Vito Timmel
(Vienna 1886 - Trieste 1958)
arte a metà fra
Vienna e Trieste
Alessandra Doratti
Vito Timmel fu uno dei più originali rappresentanti della cultura
mitteleuropea tra i pittori della regione Friuli Venezia Giulia. Egli
nasce a Vienna il 19 luglio 1886, da un nobile tedesco e da una contessa
friulana; si trasferisce a Trieste con i genitori circa nel 1890. Dal
1901 al 1905 è allievo della scuola per capi d'Arte, sezione pittori e
decoratori, di Trieste sotto la guida di Eugenio Scomparini. Si iscrive
poi alla Kunstgewerbeschule di Vienna, nella speranza poi delusa di
avere come maestro Gustav Klimt.
Nel 1906 passa all'Accademia di belle arti, sempre a Vienna, sotto la
guida di pittori tradizionalisti; nel 1909 ritorna a Trieste. Dal 1913
(anno della sua opera più importante: la decorazione del cinema Italia)

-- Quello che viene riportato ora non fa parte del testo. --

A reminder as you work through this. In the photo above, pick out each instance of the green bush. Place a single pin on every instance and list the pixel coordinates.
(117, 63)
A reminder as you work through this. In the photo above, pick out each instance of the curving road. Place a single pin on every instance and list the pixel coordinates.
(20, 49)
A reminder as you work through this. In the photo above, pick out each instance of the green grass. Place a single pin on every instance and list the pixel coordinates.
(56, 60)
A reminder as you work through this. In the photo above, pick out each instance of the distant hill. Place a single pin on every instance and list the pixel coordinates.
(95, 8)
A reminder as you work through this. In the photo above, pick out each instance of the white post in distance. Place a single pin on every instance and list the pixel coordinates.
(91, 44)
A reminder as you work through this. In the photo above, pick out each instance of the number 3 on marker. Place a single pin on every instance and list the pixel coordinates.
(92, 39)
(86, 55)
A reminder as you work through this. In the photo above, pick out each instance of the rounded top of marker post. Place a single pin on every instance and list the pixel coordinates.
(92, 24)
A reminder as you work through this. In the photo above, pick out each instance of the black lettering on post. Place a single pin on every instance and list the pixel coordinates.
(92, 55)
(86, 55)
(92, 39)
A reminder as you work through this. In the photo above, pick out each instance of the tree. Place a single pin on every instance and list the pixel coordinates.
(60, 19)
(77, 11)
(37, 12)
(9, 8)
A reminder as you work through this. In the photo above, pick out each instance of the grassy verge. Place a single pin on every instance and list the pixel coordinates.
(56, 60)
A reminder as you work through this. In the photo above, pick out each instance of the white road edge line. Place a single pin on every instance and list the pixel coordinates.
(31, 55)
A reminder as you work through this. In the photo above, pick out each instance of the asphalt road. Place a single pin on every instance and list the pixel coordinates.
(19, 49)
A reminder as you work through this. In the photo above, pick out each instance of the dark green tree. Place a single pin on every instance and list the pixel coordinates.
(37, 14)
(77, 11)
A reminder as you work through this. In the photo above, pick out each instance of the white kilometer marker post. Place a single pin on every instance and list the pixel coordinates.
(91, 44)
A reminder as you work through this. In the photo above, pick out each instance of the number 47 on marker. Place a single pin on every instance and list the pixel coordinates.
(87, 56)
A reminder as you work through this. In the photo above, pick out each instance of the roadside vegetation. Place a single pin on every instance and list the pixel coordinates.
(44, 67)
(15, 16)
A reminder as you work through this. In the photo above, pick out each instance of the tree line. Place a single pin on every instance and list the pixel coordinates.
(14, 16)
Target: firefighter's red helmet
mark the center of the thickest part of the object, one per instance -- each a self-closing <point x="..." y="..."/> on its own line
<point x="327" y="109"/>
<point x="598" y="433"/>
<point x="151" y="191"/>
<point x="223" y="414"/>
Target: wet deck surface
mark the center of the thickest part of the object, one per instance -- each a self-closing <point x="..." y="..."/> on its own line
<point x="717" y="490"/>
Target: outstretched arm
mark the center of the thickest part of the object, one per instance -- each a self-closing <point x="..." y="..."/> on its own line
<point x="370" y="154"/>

svolge a Trieste e nelle vicinanze un'intensa attività artistica, che si
va tuttavia rarefacendo, almeno per quanto riguarda la sua presenza alle
mostre cittadine, dopo il 1930. Nel frattempo si sposa due volte, ha un
figlio dalla prima moglie, e separato dalla seconda, si riduce a vivere
nella città vecchia come in un "inferno" (così lo definisce lui stesso
nel suo diario: il magico taccuino).
Nel 1946 viene ricoverato all'ospedale di Trieste e muore nel 1949.
Naturalmente non si può comprendere a pieno l'artista se non si indaga
sul retroterra culturale che questi si trova alle spalle. Quali dunque
sono gli antefatti dai quali si forma il linguaggio pittorico del Timmel'
Primi passi verso l'Austria
Trieste, e questo lo si può notare in maniera macroscopica in
architettura, dalla seconda metà del Settecento si trovava a
sperimentare contemporaneamente due tradizioni artistiche ben
differenziate: quella italiana e quella asburgica, la cui conoscenza era
favorita dalla situazione politica e dalla posizione geografica della
città.
In questo clima particolarissimo di incroci culturali mosse i primi
passi Vito Timmel, avendo come guida iniziale il pittore Eugenio
Scomparini. Questi a sua volta aveva frequentato l'Accademia di Venezia,
e dunque la sua pittura era volta a rappresentare principalmente
l'aspetto esteriore delle cose attraverso pennellate frequenti e ariose
e impasti densi. Ciò non dovette apparire come l'ideale per il giovane e
ribelle Timmel, che prese la strada per Vienna quanto prima.
Le ragioni che mossero l'artista a indirizzarsi verso Vienna, mentre la
maggior parte dei pittori concittadini aveva studiato a Monaco, sono da
ricercarsi nella sua aspirazione di porsi sotto la guida del grande
maestro secessionista Gustav Klimt: si andava infatti diffondendo anche
a Trieste, in quell'inizio di secolo, il nuovo gusto liberty, che si
presentava come l'arte d'avanguardia sul quale ogni artista doveva
aggiornarsi.
Klimt, anche se non fu direttamente il maestro di Timmel, agì come
"catalizzatore" sulla sua arte, infondendo a essa un significato
preciso.
All'inizio della sua carriera il Timmel denota un grande interesse per
il verismo e il colorismo della tradizione paesaggistica italiana, poi
si fa vivo in lui il gusto per il post-impressionismo francese e
soprattutto per Cézanne, non senza qualche attacco all'impressionismo
tedesco del Liebermann.
Posteriormente alla grande mostra di Klimt alla Biennale di Venezia del
1910, inizia il periodo klimtiano vero e proprio, il più significativo
di tutta la sua produzione e il naturale coronamento delle sue
aspirazioni. Si rivelano strette connessioni tra le opere dei due
artisti Klimt e Timmel nell'insistivo e prezioso decorativismo dello
sfondo, nello sviluppo planimetrico della composizione, nell'andamento
della linea. Ma Klimt fu presto, non solo per Timmel, il grande maestro
da imitare, bensì anche colui che gli schiuse la strada verso la
conoscenza di una più vasta cultura europea.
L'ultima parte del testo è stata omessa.